Georg Gottfried Gervinus Fellowship
Georg Gottfried Gervinus Fellowship
Following the recommendation of the German Council of Science and Humanities, the Ministry of Science and Culture of Lower Saxony has decided to further develop the research capabilities of the humanities. Among other things, six Georg Gottfried Gervinus Fellowships have been established to expand international research relations, in the context of which an internationally renowned scientist will be involved in the structured supervision of young academics and hold a Gervinus Lecture for one semester.
The Carl von Ossietzky University has successfully applied for a Georg Gottfried Gervinus Fellowship for Prof Dr Jürgen Streeck. As part of the fellowship, he will be assigned to the DFG Research Training Group 1608/1 Self-Education and will be involved in the supervision of the fellows.

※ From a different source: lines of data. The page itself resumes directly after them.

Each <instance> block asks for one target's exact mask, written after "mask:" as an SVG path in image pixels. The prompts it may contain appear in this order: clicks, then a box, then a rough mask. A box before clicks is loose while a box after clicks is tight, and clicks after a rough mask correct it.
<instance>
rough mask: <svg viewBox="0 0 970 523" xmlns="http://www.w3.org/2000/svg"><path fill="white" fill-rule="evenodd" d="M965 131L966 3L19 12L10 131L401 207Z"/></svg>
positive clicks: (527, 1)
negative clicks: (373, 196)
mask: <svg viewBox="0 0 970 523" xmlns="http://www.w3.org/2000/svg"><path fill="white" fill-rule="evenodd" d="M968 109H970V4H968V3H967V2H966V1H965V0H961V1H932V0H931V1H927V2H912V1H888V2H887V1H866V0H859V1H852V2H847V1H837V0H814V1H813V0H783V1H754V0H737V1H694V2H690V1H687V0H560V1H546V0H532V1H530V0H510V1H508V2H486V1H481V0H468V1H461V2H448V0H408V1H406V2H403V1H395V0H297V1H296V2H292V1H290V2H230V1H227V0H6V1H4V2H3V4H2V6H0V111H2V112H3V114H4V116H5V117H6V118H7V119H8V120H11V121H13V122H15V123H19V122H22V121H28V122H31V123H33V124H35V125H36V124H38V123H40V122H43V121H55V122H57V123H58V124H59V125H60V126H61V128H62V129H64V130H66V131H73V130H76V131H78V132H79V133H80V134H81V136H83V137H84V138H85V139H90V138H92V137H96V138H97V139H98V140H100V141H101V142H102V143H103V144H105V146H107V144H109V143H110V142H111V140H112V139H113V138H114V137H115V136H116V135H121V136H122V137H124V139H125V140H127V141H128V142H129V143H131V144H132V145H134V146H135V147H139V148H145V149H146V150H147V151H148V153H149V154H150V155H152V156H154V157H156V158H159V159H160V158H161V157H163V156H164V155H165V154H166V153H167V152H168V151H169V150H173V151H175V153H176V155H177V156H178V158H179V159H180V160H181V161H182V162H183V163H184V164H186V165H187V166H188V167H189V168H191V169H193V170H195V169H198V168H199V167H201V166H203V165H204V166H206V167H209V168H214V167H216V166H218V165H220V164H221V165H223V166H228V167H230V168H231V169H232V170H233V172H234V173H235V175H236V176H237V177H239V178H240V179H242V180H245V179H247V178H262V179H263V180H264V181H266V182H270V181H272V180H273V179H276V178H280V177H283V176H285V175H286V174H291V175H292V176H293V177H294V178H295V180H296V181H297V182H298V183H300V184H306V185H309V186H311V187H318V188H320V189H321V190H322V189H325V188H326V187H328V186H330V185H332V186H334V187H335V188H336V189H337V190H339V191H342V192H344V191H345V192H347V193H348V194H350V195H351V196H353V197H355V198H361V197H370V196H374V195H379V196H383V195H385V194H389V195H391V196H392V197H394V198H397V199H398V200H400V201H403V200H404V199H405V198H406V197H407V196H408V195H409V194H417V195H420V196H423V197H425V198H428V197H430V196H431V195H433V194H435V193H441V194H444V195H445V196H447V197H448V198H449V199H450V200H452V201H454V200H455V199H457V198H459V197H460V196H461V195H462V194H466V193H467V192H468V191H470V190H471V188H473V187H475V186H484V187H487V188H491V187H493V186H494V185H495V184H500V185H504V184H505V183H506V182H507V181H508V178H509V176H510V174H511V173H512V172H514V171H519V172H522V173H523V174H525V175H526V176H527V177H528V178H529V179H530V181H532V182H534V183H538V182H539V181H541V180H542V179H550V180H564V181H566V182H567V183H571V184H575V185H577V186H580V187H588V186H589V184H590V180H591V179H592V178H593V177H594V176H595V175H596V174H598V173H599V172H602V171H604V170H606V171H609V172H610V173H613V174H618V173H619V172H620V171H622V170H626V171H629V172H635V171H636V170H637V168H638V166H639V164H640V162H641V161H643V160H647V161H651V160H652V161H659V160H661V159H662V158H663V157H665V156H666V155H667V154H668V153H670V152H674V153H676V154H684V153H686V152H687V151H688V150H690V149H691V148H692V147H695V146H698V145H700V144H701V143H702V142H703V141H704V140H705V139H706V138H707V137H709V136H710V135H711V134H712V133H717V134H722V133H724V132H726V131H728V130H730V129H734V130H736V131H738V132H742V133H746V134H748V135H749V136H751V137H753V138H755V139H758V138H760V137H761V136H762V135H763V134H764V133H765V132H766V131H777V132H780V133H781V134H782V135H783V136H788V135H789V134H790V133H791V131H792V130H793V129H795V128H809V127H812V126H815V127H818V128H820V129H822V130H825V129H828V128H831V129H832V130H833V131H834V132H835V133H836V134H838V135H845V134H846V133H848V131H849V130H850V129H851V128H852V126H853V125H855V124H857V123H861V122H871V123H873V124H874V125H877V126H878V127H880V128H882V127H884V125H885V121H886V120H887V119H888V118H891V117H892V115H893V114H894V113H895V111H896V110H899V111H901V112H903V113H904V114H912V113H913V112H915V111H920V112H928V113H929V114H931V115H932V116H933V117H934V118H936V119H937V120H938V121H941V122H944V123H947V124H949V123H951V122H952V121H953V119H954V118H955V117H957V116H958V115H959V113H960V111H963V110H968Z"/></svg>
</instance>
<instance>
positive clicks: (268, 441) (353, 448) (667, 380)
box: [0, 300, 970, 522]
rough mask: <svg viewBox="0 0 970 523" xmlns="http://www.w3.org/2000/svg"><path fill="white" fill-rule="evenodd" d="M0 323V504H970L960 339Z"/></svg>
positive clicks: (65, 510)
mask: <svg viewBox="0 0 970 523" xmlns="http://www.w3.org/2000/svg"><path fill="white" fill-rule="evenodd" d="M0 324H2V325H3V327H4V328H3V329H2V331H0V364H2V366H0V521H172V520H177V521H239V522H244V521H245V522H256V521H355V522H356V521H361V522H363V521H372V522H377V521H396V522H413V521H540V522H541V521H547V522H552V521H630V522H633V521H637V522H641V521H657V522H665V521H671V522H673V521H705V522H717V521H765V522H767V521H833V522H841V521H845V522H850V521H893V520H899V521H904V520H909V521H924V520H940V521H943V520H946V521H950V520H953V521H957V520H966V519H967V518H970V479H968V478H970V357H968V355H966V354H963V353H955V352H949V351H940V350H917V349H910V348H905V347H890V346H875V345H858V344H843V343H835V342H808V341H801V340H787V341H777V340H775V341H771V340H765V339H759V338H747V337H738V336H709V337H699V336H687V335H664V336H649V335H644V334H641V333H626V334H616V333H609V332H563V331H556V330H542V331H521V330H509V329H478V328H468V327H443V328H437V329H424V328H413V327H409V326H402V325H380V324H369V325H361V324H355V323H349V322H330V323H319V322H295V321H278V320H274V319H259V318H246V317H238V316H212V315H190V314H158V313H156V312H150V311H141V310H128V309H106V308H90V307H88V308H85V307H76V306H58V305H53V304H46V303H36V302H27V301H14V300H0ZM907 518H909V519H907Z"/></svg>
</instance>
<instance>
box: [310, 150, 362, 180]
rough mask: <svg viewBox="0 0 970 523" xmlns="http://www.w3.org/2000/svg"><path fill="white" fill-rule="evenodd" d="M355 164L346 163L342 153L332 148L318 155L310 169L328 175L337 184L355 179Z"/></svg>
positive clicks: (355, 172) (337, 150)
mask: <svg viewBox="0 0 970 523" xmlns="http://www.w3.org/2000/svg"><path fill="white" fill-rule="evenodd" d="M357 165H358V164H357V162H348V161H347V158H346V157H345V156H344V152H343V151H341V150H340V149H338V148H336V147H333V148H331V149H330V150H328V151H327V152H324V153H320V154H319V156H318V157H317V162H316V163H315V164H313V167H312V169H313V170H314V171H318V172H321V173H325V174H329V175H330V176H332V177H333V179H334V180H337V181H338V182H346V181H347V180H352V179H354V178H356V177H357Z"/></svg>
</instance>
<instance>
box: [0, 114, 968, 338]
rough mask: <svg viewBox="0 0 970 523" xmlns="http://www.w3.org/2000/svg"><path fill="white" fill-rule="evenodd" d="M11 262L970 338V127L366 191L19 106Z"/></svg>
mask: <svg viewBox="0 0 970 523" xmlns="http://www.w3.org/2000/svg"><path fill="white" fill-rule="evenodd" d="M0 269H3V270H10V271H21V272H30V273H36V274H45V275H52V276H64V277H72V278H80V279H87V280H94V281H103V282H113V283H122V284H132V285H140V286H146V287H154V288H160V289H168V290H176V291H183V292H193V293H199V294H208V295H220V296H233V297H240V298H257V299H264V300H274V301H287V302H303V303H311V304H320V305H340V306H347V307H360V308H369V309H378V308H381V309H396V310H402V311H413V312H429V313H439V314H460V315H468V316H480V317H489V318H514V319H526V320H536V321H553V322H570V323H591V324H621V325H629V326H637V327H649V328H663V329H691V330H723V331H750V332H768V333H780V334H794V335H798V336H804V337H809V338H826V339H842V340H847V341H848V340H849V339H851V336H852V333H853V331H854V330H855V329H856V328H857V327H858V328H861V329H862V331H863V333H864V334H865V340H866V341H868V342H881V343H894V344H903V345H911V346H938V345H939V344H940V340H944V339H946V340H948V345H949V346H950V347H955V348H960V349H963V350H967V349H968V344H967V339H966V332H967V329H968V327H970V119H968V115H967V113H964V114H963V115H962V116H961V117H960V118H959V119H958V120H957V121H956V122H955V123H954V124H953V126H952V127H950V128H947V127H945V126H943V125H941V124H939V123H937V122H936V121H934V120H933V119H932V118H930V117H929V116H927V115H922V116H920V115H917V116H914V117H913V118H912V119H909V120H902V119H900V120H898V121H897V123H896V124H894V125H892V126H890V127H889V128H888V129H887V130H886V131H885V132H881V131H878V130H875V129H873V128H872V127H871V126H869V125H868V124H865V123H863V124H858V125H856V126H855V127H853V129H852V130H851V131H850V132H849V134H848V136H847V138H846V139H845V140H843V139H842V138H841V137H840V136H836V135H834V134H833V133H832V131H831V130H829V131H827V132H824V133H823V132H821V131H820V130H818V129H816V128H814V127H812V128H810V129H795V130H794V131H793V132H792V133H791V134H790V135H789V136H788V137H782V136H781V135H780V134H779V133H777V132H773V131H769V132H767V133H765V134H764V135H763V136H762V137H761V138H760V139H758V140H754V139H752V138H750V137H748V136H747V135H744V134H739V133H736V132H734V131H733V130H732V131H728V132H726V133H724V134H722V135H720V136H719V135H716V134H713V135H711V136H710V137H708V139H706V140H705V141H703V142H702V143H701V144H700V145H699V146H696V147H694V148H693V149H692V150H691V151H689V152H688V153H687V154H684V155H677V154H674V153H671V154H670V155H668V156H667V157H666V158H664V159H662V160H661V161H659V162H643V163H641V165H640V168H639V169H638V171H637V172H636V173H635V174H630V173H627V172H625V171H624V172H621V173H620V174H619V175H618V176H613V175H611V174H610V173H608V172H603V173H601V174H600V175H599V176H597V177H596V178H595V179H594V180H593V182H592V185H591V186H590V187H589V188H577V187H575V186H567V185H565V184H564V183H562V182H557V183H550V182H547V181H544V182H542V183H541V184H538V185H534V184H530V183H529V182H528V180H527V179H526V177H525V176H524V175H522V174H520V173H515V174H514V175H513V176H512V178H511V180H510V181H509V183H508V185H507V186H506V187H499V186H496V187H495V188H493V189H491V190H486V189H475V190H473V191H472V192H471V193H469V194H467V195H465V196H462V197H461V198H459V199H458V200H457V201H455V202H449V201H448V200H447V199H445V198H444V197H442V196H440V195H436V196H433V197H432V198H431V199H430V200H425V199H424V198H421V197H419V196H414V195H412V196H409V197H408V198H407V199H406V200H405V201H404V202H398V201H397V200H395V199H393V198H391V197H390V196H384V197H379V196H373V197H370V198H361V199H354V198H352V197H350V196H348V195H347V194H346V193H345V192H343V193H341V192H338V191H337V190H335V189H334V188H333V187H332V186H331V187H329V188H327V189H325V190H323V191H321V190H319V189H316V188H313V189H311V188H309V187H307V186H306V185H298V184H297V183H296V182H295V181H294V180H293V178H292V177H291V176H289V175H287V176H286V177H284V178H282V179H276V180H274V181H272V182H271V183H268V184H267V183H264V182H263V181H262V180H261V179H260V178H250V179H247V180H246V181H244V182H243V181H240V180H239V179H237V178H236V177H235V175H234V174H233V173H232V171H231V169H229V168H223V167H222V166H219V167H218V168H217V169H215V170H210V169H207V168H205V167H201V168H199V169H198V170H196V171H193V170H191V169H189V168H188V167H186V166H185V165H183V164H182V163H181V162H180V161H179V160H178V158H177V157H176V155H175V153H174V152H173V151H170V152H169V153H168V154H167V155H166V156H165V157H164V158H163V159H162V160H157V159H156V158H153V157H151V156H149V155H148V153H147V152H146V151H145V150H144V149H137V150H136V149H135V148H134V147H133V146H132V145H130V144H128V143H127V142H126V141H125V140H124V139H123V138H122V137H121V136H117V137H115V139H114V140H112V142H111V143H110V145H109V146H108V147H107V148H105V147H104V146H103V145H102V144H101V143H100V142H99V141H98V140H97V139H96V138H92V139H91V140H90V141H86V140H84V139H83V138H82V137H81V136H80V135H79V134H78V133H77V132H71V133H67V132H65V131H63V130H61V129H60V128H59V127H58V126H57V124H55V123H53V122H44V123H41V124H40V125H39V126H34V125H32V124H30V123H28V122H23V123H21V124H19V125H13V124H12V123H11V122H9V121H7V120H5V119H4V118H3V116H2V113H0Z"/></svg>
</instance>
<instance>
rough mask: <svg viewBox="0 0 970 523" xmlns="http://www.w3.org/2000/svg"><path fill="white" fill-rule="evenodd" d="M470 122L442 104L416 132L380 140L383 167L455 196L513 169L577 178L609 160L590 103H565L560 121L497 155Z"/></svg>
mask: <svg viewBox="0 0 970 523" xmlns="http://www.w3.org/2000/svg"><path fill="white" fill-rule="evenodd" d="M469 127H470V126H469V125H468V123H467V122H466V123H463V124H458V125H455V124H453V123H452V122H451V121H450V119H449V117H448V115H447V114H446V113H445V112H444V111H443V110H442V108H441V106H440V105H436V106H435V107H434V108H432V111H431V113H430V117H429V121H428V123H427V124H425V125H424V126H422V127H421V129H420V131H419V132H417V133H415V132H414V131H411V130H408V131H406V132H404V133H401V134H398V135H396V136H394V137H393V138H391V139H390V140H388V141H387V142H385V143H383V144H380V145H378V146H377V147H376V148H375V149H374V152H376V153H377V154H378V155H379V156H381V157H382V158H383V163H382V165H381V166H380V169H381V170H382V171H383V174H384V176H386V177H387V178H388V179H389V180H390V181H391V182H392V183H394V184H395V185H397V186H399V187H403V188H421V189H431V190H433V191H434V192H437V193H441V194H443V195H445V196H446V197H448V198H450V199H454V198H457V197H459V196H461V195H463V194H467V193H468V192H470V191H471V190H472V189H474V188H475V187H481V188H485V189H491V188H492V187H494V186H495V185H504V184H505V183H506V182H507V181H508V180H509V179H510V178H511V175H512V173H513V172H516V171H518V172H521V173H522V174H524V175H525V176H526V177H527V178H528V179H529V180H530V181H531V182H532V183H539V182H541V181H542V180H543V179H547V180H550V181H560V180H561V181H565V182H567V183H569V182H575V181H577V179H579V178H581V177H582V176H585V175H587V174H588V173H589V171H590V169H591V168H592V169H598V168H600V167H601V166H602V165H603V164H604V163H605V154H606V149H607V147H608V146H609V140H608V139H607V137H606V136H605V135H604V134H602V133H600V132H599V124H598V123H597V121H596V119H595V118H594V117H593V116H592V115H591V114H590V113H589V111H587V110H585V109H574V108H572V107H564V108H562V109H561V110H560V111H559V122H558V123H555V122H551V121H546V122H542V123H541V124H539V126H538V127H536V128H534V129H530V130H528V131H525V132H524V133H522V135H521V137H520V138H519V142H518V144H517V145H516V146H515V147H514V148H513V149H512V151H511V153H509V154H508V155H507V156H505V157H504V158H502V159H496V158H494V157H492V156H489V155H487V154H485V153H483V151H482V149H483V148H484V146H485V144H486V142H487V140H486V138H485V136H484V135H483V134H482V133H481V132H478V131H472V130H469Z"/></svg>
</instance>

Mr Streeck will conduct several workshops to support the fellows on their path of self-education to become active in the academic field (but also in other academic appointments). The fellows will participate in current research, help shape research processes and take on corresponding research tasks in order to ultimately make the results of their research accessible to interested third parties (the scientific community and the public).
Gervinus Lecture
Prof Dr Jürgen Streeck will hold the Gervinus Lecture in the summer (2013) and winter (2013-2014) semesters. The lecture series is open to the university public, in particular the humanities, cultural studies and social sciences, and is entitled
"The communicating body"
Abstract by Prof Dr Jürgen Streeck:
This is a lecture on the social intelligence, expressive richness and world-making power of the human body. We explore the bodily means and practices by which people orientate themselves in the world, communicate about it and manage their interactions, co-operations and institutions: gestures, gazes, postures and other forms of "multimodal" communication. We observe how body movements and speech are coordinated; we familiarise ourselves with the variety of communicative and cognitive tasks that are solved with hand gestures; and we see how work processes and communicative action are intertwined. Our micro-ethnographic observations and analyses will be deepened by excursions and reflections of various kinds: on the representation of the communicating body in the visual arts; the role of gesture in music; historical and cultural varieties of bodily habitus; and the debate on the body within contemporary cognitive science, anthropology, linguistics and philosophy.